Personally, I think there is a case to be made for this point of view. Perhaps not many biologists think so now. But change is sometimes, as I wrote above, evolutionary. My money is on Carl Woese, as usual.
A final note. In last semester's Microbiology course, Carl Woese came up several times.
First, in a lovely "woolen sculpture" by Amy Wright of Carl Woese from an iconic photograph, along with a miniature blackboard complete with the Tree of Life. In the back is my favorite quote from Pliny the Elder. Roughly translated, it reads "Nature is to be found in Her entirety nowhere more than in Her smallest creatures.").
Second, Carl Woese appeared as a portrait "painted" with luminous bacteria (by my wife Jennifer Quinn) as part of my Microbial Hallowe'en this year:
And finally, on Hallowe'en proper, a student came to class dressed as Carl Woese (the other student is trying to look like another Microbial Hero™ of mine, C.B. van Niel).
So I think about the world of microbiology without Carl Woese, and I am sad. But I am reminded of the following passage, from the late Ray Bradbury's novel, Fahrenheit 451:
"Everyone must leave something behind when he dies...Something your hand touched some way so that your soul has somewhere to go when you die...It doesn't matter what you do, so long as you change something from the way it was before you touched it into something that's like you after you take your hands away."

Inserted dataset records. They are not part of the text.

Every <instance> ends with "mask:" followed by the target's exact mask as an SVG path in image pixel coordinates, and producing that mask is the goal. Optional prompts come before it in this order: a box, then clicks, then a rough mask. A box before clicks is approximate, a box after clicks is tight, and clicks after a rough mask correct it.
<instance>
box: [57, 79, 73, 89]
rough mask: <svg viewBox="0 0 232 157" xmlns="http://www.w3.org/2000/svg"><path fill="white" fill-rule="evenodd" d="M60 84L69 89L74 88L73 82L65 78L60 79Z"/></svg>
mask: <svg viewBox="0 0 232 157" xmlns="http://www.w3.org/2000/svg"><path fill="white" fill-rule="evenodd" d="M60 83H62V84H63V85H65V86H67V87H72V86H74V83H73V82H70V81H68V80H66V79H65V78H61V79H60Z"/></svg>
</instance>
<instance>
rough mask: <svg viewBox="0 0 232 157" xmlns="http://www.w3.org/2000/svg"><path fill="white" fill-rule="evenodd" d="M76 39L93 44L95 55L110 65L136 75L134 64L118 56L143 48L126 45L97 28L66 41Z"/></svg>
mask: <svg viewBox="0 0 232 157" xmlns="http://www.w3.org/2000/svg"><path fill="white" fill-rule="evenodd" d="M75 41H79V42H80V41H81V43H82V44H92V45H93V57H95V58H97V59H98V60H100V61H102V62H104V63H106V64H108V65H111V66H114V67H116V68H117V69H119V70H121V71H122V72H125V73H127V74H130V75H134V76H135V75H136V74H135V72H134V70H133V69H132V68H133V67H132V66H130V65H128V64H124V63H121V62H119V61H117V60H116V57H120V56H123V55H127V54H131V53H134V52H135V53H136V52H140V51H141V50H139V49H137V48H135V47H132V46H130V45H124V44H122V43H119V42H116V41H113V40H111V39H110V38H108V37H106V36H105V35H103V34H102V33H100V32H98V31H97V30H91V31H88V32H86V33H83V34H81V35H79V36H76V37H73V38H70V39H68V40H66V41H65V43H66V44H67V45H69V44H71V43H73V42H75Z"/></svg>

So for me, I think about Carl Woese looking at the Five Kingdoms and other early taxonomic plans. And then I begin thinking about how he started puzzling together those spots of radioactive fragments of 16s rRNA on the autorads, assembling them by hand, bit by bit, into the Tree of Life with the Three Domains we all see today.
I will see Carl Woese's face in the metaphoric bark of that Three Domain Tree of Life, every time I look at it. I will see his face every time I teach it. I will make sure that my students see his face, too.
And to change the way we think about how all life is related is a fundamental, remarkable, and lasting legacy indeed.
Condolences to his family, friends, and colleagues.